Louis Laguerre (1663 – 20 April 1721) was a French decorative painter mainly working in England.

Born in Versailles in 1663 and trained at the Paris Academy under Charles Le Brun, he came to England in 1683, where he first worked with Antonio Verrio, and then on his own. He rivalled with Sir James Thornhill in the field of history painting, primarily decorating the great houses of the nobility. His wall paintings can be found in Blenheim Palace, Marlborough House, Petworth House, Burghley House, Fetcham Park House and Chatsworth House. In the 1980s, a restoration project revealed work by Laguerre at Frogmore House also. His subject matter included English victories over the armies of Louis XIV; at Hampton Court Palace he carried out work for William III of England, for whom he depicted the Labours of Hercules.
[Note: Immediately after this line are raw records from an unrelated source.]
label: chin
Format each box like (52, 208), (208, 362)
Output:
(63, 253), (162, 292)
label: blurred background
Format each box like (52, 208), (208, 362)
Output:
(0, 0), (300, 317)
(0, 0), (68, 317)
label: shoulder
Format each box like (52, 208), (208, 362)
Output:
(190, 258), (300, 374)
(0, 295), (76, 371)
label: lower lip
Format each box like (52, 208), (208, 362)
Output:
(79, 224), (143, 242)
Laguerre painted religious subjects at St Lawrence's Church, Whitchurch, London.  In 1731 Alexander Pope wrote, 
On painted ceilings you devoutly stare
Where sprawl the saints of Verrio or Laguerre...
which was taken by some contemporaries to be a reference to Laguerre's work for James Brydges, 1st Duke of Chandos at this church and the nearby Cannons House.
 
Laguerre was also a director of Godfrey Kneller's London Academy of Drawing and Painting, founded in the autumn of 1711. He died in London on 20 April 1721. His father-in-law was Jean Tijou.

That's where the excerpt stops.